Chapter 15: Quilt Gallery (6 min)
View a gallery of quilts Michelle has created, using a variety of different techniques as demonstrated in the workshop, to inspire your future projects and explore the many different quilting possibilities.
How would you describe your particular craft style? Traditional patchwork with a twist. I love starting with a traditional design, but updating the technique or layout to create something new. I general piece and appliqué by machine, however also enjoy hand piecing.
Did your distinctive style happen over time or was it immediate when you started stitching? When I first started making quilts, I simply made quilts from other people’s patterns. But then I started to work as a sample quiltmaker for a fabric importer and needed to be able to publish my own original patterns. I have been designing my originals for 25 years now. As I develop my skills, my patterns change to reflect the new skills. Also, a change in house has altered my quiltmaking style, as my new home has a more modern feel.
Are you good at all the crafts you’ve tried? I used to knit and make clothes and dolls, but since patchwork, I’ve not really had the time or inclination to go back to these crafts. But I now have a granddaughter, so making dresses for her may be in my future. I love the look of crochet but have never mastered the art. Can’t keep the loops even!
What sorts of crafts do you avoid like the plague? Paper crafts. I have so much sewing paraphernalia that I could not fit the tools required for paperwork in the house.
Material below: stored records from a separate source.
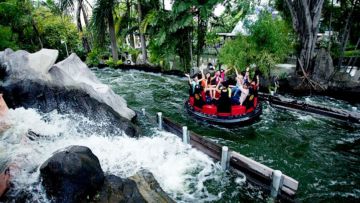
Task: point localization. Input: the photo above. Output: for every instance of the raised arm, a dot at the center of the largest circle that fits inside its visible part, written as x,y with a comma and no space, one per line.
188,76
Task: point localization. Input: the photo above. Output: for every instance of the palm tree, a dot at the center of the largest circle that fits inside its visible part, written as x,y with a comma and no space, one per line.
142,36
102,20
80,9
Other than crafting, how do you like to spend your time? Working as the creative director for Quilters Companion magazine, taking QC tour groups overseas for patchwork adventures, designing fabric ranges for Leutenegger and spending time with family.
Do you listen to music/radio or watch TV while you sew - what do you like to listen to/watch? I listen to the radio or will have the TV on while I sew. I enjoy home shows, travel shows, cooking shows and documentaries. Something that I can learn from.
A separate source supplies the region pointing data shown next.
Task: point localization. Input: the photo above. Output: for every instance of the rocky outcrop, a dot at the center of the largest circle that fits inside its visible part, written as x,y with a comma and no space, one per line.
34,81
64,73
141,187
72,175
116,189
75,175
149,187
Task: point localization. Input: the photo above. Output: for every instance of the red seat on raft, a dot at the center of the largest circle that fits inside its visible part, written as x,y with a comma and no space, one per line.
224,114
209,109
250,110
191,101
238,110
Do you like craft shopping alone or with friends? I love shopping with other people. I’m lucky that I get to take people shopping overseas while on tour for QC. It is fabulous to help others select fabrics, throw in a few pieces they may not have considered, and open up the possibilities of fabric combinations. Actually, it is the same when I teach. Helping select fabrics for a new project for a student and seeing it through to the end result is very rewarding.
What are you top five favourite craft blogs? Due to my busy schedule, I don’t have time to read blogs. The only one that I have followed is Barbara Brackman (barbarabrackman.blogspot.com.au), who writes about antique quilts. We have a lot to learn from those who came before us.